Sharon, left, suffered a traumatic brain injury at age 15, she has since been going through the after effects and a life with brain injury together with her mom Sharon, right. Emelie Peacock/Hope Standard

‘Put one foot in front of the other’: mom and daughter on life with traumatic brain injury

On Brain Injury Awareness Month, Sharon and Sharon Wells open up about life after tragic hit and run

Sharon Wells and her daughter Sharon, also Wells, wore matching pink shirts as they sat at the Owl Street Cafe, each with a grey head of hair cut short so they are indistinguishable from behind as long as they are standing still.

Over the course of an hour, both Sharon and Sharon moved from laughter to tears and back again as they explained how a traumatic brain injury daughter Sharon suffered at 15, after being hit by a car, has drastically changed their lives.

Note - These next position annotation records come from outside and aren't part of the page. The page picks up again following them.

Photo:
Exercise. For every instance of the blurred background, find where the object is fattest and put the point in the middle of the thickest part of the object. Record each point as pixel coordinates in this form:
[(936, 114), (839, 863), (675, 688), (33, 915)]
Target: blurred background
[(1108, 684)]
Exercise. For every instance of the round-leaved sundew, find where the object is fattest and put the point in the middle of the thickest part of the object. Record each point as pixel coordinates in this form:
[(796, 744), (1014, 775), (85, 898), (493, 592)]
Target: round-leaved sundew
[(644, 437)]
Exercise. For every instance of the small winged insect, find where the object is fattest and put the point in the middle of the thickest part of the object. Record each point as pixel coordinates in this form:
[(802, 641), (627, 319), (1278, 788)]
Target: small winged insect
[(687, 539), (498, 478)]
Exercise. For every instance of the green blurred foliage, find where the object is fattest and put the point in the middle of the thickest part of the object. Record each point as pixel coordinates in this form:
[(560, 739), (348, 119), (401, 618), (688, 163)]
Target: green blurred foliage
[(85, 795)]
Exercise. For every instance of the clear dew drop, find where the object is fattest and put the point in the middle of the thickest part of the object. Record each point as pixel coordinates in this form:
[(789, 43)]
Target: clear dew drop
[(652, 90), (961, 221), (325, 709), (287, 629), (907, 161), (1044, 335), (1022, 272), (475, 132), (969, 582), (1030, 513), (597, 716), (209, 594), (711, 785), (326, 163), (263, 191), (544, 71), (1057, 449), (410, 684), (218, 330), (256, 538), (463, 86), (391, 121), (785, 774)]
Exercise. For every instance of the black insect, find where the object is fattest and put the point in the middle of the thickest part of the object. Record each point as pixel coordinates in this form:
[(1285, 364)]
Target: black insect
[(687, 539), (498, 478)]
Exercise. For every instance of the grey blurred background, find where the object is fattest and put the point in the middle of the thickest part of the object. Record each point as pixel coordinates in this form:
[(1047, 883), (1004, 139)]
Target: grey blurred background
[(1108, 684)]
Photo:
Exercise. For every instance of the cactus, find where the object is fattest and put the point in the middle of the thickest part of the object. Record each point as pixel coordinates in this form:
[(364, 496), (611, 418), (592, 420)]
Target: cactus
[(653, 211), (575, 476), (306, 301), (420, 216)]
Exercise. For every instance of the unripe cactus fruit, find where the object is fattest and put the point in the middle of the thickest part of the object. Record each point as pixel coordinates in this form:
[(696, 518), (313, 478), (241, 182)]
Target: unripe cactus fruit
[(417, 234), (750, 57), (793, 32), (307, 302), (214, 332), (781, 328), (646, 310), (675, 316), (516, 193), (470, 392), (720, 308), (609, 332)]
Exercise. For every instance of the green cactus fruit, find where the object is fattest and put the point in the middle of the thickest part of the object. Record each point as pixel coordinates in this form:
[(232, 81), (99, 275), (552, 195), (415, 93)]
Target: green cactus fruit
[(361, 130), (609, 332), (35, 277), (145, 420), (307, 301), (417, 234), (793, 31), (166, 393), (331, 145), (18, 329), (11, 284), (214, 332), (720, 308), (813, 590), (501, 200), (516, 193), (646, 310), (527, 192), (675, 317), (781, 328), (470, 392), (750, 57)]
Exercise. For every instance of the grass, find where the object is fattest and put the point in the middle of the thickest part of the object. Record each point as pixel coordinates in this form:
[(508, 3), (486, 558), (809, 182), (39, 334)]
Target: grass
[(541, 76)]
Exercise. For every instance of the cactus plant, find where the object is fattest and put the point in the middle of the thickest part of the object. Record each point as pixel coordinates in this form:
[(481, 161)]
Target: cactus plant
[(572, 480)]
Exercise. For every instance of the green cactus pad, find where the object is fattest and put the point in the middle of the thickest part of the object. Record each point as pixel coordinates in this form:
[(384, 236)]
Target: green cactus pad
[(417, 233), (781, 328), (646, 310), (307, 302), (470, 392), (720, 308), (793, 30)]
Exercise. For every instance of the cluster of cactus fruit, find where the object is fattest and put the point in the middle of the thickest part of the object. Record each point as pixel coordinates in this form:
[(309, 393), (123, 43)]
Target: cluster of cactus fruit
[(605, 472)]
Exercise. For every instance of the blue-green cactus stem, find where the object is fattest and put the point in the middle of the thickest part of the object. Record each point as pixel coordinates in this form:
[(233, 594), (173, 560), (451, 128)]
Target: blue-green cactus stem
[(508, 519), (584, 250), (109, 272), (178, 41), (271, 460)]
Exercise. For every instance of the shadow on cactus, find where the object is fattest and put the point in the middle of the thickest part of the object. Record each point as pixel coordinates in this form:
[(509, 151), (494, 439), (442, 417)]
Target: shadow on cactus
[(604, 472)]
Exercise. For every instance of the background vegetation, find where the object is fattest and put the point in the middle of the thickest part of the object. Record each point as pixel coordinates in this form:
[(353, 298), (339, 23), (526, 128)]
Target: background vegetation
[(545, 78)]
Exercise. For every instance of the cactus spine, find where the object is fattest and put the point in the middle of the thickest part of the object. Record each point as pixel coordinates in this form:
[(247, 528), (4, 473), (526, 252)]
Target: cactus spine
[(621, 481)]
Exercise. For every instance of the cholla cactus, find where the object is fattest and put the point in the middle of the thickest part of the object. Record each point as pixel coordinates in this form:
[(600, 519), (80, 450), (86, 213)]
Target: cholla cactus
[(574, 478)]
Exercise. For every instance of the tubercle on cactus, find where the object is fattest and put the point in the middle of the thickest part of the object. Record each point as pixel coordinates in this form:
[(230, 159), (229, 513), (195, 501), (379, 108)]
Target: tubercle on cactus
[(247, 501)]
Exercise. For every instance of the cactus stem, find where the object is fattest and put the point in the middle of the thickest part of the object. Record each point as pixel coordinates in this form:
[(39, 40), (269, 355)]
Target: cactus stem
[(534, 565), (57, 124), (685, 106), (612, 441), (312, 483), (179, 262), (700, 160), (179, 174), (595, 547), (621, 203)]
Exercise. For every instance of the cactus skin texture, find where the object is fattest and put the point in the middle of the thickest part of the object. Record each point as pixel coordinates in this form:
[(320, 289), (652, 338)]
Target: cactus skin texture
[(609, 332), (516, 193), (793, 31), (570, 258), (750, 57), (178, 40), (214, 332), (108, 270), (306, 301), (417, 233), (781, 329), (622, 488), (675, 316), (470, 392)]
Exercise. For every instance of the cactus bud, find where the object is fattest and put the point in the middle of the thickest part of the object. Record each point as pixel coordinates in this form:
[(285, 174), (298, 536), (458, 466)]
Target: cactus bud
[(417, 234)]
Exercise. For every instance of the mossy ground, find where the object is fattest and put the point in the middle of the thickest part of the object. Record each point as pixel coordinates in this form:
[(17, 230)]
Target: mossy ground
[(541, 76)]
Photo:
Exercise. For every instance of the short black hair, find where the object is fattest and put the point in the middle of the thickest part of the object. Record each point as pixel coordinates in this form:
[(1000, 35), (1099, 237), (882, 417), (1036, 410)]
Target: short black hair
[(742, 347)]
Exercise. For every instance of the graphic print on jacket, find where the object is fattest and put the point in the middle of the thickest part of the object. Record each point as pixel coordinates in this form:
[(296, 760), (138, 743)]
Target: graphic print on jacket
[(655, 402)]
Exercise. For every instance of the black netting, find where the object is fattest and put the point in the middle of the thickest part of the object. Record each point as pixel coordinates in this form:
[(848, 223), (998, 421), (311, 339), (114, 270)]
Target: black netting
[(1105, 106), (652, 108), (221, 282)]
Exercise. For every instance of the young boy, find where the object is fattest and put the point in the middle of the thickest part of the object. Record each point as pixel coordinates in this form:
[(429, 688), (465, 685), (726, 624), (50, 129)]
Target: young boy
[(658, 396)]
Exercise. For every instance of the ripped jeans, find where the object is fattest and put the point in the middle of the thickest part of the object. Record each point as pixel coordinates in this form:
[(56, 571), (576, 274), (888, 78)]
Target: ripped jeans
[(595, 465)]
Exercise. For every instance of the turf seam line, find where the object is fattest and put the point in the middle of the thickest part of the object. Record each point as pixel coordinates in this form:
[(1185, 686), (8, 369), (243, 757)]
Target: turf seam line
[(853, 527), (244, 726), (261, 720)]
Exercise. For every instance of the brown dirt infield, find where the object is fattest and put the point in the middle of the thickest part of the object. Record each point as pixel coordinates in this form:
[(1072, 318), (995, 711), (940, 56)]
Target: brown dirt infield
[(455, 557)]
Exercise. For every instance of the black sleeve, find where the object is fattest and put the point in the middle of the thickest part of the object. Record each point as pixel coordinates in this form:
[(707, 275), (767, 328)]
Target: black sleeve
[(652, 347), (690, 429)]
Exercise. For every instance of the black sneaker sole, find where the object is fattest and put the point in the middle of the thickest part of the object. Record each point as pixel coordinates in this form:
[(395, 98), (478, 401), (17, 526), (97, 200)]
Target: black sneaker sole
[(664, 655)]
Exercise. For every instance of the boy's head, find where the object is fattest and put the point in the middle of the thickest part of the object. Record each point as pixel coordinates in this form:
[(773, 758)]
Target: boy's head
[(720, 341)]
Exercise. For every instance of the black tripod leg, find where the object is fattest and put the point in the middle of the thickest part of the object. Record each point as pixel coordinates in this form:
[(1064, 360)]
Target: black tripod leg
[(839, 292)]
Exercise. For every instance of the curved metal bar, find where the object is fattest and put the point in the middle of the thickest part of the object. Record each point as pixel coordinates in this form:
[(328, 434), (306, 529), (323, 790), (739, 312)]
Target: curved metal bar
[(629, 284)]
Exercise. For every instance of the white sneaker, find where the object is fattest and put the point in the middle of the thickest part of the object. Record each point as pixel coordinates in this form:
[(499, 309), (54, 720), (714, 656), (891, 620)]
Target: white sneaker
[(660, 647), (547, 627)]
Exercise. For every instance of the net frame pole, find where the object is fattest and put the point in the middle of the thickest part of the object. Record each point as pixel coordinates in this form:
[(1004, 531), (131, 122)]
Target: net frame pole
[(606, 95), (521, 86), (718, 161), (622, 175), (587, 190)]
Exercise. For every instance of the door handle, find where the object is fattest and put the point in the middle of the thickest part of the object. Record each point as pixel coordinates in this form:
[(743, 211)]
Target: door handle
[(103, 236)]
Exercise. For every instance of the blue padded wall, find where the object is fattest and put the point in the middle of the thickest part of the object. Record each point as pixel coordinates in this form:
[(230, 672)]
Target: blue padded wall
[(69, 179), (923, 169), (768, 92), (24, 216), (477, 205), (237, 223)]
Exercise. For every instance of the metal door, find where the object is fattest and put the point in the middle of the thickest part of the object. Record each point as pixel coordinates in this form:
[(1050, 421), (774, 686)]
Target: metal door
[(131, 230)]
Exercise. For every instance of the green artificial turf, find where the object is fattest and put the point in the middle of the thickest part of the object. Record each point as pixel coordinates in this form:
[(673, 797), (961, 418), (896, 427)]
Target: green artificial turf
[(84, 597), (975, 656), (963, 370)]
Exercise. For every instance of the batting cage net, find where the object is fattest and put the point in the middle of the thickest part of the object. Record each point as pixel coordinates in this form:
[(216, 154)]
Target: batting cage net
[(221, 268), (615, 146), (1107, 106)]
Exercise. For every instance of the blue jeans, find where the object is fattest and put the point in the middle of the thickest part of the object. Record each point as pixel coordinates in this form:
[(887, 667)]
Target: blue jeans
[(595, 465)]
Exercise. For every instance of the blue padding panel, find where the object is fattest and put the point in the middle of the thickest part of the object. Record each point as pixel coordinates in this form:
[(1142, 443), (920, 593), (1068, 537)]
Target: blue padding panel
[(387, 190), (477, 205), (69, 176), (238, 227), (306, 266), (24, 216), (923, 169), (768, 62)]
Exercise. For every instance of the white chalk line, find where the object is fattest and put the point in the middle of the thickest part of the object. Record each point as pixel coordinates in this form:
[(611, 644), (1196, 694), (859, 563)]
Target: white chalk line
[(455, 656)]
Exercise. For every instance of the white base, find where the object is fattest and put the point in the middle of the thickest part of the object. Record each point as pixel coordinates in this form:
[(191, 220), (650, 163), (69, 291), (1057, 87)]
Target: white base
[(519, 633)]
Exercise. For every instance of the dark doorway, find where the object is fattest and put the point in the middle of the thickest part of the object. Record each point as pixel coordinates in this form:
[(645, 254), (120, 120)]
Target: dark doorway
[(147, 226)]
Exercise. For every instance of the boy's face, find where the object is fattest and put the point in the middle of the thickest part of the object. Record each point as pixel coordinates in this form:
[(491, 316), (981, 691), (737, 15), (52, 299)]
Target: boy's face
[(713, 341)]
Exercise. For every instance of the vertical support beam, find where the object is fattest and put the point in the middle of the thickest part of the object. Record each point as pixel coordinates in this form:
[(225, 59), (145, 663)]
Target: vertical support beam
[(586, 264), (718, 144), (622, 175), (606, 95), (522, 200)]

“Her brain is shrinking, there are more nerves dying, it is, as (the doctor) put it to me, ‘it’s not going to get any better’,” Sharon said, wiping away tears. “You get up and put one foot in front of the other.”

Daughter Sharon listens and understands all that is said around the table, but she cannot respond except in a few short words, animated facial expressions and emotion. There have been moments, says mom, when Sharon has spoken full sentences.

“I’ve had Sharon walk up a set of stairs, turn around and tell me ‘I’m a prisoner’,” she said, pointing to her head. At the mention of this memory, daughter Sharon bursts into tears. The two comfort each other as they relive the difficult moments in their 36 years living with brain injury.

“You don’t want to cry, you’re going to get your glasses today. You want to have pretty eyes for your glasses,” mom comforts. Sharon hopes getting her daughter glasses will alleviate some of the difficulty she has seeing things up close.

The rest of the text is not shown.